Background: Although frailty is used to predict morbidity and mortality, its effect on the outcomes of acute type A aortic dissection has not been examined. Therefore, the objective of this study was to evaluate the role of frailty in predicting postoperative morbidity and mortality of patients with acute type A aortic dissection.
Methods: A retrospective analysis of a prospectively maintained database was undertaken for all patients (n = 310) undergoing aortic surgery between May 2004 and March 2017. Frailty was evaluated using an index consisting of age more than 70 years, body mass index less than 18.5 kg/m2, serum creatinine greater than 1.2 mg/dL, anemia, history of stroke, hypoalbuminemia, and the psoas muscle area index. One point was given for each criterion met, for a frailty score between 0 and 7. Frailty was defined as a score of 3 or more.
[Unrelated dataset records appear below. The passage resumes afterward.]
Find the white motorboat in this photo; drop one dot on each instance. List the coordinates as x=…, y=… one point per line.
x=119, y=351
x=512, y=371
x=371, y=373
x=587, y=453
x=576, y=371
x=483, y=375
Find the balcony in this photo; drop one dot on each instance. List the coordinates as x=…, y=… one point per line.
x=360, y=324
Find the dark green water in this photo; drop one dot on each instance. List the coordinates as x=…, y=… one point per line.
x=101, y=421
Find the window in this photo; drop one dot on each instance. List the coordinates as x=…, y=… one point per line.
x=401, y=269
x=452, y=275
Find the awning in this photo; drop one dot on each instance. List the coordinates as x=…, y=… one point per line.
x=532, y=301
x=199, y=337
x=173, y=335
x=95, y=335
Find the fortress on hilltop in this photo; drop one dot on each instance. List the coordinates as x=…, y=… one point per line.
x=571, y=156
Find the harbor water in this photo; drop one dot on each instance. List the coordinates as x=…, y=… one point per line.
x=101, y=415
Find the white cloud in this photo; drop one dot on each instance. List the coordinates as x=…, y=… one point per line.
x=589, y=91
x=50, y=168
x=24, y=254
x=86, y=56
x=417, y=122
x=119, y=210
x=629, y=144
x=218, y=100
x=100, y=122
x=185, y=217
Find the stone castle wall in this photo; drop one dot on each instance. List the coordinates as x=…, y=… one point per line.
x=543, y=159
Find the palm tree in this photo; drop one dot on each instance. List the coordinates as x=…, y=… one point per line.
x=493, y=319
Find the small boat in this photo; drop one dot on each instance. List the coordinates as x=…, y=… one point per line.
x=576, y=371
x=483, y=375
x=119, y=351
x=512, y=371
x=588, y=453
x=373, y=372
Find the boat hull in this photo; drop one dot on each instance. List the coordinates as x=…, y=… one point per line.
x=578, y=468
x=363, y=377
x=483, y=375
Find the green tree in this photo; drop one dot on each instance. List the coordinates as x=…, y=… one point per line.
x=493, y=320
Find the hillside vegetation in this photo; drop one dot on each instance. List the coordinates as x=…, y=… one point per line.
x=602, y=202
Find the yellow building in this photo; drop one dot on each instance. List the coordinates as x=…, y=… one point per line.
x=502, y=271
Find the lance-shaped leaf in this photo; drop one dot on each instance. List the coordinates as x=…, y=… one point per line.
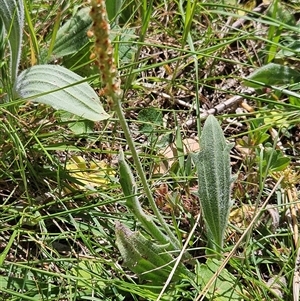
x=214, y=177
x=72, y=35
x=60, y=88
x=145, y=258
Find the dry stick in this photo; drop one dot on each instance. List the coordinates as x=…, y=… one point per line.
x=178, y=260
x=204, y=291
x=233, y=101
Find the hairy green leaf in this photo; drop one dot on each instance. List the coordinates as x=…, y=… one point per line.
x=72, y=35
x=145, y=258
x=60, y=88
x=214, y=177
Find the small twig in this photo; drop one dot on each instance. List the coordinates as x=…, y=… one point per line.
x=231, y=102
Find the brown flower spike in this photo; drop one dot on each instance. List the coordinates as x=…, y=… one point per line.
x=103, y=51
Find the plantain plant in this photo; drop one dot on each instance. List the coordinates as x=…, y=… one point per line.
x=214, y=181
x=49, y=84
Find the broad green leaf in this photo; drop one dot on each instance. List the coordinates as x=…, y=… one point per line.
x=273, y=74
x=60, y=88
x=12, y=15
x=72, y=35
x=226, y=287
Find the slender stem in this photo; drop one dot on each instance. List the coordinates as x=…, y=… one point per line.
x=140, y=171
Results: Of all patients, 106 (34.2%) were defined as frail. Inhospital mortality rates of frail versus nonfrail patients were not significantly different (10.4% versus 8.3%, respectively; p = 0.54). Incidences of postoperative major morbidities without reexploration for bleeding were also not statistically different. Five-year survival rates were significantly worse for frail patients than for nonfrail patients (57.7% versus 85.1%, respectively; p = 0.0001). A frailty score of 3 or greater was associated with late mortality, and long-term outcomes were clearly stratified by frailty score.
Conclusions: Frailty, as defined using a seven-component frailty index, can serve as an independent predictor of the risk of late mortality for patients undergoing surgery for acute type A aortic dissection. Such frailty markers, all of which are easily assessed preoperatively, may provide valuable information for patient counseling and risk stratification before aortic surgery.